I recently purchased ELEGOO’s Smart Robot Car kit 3.0 for a line following project. The whole kit can be seen here ELEGOO UNO R3 Project Smart Robot Car Kit V 3.0 Plus – ELEGOO Official but in summary, the kit comes with a 3 channel IR sensor, L298N module, 4 DC Motors, a sensor shield and a MCU similar to Arduino UNO. The kit comes with a simple line following algorithm but I studied the control principle of PID and wanted to implement that instead.
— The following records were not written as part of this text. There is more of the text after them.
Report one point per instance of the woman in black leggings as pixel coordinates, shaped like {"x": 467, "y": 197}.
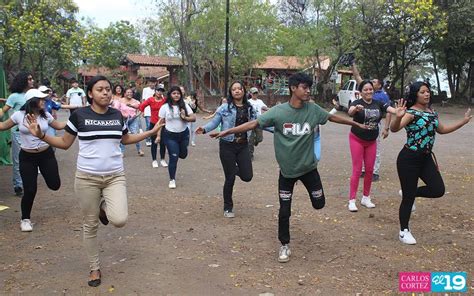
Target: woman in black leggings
{"x": 34, "y": 154}
{"x": 416, "y": 159}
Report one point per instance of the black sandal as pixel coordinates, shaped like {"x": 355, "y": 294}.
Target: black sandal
{"x": 96, "y": 282}
{"x": 102, "y": 215}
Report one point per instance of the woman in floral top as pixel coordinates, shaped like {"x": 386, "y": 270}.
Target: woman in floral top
{"x": 416, "y": 159}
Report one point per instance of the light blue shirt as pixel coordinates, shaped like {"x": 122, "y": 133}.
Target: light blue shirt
{"x": 15, "y": 101}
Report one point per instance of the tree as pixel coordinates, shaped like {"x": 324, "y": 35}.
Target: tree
{"x": 108, "y": 47}
{"x": 454, "y": 51}
{"x": 195, "y": 29}
{"x": 39, "y": 36}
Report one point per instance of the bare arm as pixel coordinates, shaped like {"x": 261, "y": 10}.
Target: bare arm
{"x": 443, "y": 129}
{"x": 342, "y": 120}
{"x": 189, "y": 118}
{"x": 386, "y": 128}
{"x": 7, "y": 124}
{"x": 356, "y": 73}
{"x": 4, "y": 110}
{"x": 238, "y": 129}
{"x": 132, "y": 139}
{"x": 58, "y": 125}
{"x": 354, "y": 109}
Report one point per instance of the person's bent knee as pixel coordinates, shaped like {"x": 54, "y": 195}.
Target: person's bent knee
{"x": 317, "y": 199}
{"x": 55, "y": 187}
{"x": 118, "y": 221}
{"x": 247, "y": 178}
{"x": 438, "y": 192}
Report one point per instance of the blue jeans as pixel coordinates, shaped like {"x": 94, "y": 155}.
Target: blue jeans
{"x": 177, "y": 144}
{"x": 147, "y": 124}
{"x": 17, "y": 182}
{"x": 192, "y": 128}
{"x": 133, "y": 126}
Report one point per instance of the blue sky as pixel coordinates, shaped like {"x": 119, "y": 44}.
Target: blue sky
{"x": 103, "y": 12}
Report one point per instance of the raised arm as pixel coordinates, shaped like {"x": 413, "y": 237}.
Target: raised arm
{"x": 7, "y": 124}
{"x": 58, "y": 125}
{"x": 63, "y": 142}
{"x": 443, "y": 129}
{"x": 356, "y": 73}
{"x": 238, "y": 129}
{"x": 342, "y": 120}
{"x": 134, "y": 138}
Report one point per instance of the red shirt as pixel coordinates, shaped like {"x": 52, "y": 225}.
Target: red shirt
{"x": 154, "y": 106}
The car follows a straight line just fine but as soon as it arrives near a bend (or if there is an error produced), the car starts oscillating left and right of the track without actually moving forward. It keeps doing that.
My guess was that the Kp is probably too large and thats why it was oscillating like that but I have tried reducing it and even tried adding in Kd to dampen the oscillations but the best I have gotten to is that the swing of the oscillations is reduced but the car still does not move forward and keeps oscillating left and right. P.S. I have only changed Kp and Kd values so far because I didnt think Ki is that necessary for line following so currently I’m only using a PD controller.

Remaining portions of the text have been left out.